Zhù Ying thought it through. Twenty-five strings — a price hike. Twenty-five strings was enough for her whole family to live in the capital for a full year — eating well, dressed warmly, with the occasional egg and bit of meat, and enough for her father to have a small drink from time to time. Even if she genuinely got out, twenty-five strings was nearly all her family’s savings — with just a little left over, but not enough to afford to fall sick, and not enough to buy heating coal this winter.
“I have no money,” she said.
Uncle Wen exchanged two sentences with her, some of his doubt already easing; he asked: “Nothing at home either?”
Zhù Ying smiled slightly, said nothing, and resumed weaving her grass mat. This attitude left Uncle Wen genuinely uncertain. What kind of young person was this?
An honest, law-abiding commoner? Who on earth stayed this calm in a main prison cell?
A swindler? A pickpocket? A thief? None of these fit — there were no traces of it in the mannerisms.
A student? A student would have started crying his innocence long ago!

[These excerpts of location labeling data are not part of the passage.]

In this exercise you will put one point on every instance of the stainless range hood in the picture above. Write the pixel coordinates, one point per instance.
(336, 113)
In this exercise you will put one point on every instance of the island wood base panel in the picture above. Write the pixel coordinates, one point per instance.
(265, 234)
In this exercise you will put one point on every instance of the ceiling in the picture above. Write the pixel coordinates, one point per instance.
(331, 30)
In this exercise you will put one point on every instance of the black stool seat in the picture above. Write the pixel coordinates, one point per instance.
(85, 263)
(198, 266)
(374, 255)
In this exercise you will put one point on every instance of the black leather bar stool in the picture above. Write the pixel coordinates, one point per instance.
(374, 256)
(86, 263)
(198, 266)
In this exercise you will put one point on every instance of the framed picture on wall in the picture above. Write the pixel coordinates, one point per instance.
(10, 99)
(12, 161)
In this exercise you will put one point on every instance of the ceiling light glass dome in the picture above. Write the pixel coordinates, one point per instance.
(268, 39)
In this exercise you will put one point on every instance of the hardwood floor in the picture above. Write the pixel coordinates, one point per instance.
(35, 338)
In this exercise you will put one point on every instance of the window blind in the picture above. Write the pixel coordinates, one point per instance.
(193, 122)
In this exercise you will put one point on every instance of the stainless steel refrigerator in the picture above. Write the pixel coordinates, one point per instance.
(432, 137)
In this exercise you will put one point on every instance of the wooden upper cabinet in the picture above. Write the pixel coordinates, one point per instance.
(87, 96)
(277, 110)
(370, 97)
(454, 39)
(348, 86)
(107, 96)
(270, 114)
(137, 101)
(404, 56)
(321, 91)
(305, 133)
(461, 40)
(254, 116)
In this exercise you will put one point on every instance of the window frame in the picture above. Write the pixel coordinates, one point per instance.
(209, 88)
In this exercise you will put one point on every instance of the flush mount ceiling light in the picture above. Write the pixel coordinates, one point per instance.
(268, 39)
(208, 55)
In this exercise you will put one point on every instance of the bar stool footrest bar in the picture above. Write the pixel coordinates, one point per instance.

A wealthy young master? What wealthy young master was like this? Who could do manual work? Who would take a beating? Who would handle a corpse?! Who would sleep beside the chamber pot?! The chamber pot in this jail only got emptied out when it was nearly full — the stench was unbearable to normal people. What wealthy young master could endure that?
He tried probing: “You actually seem comfortable here?”
Zhù Ying said: “It’s all right.”
Zhù Ying was someone who had grown up hardship. In the Zhù family’s village home, things had been only marginally cleaner and brighter than this cell — the walls not as thick, the roof not as solid as the prison’s, and she had also slept on reed mats. As for food: when she was small, eating less was fine; later, as she grew older and needed to eat more, there had been periods of eating a meal here, missing one there. It was only after she had learned some skills and earned a little money herself that the whole family stabilized into reliably eating two meals a day, with occasional additions.
Here in this jail, two meals a day, guaranteed. Setting aside the time after Yu Miaomiao had recruited her to marry in, the prison actually wasn’t all that wretched.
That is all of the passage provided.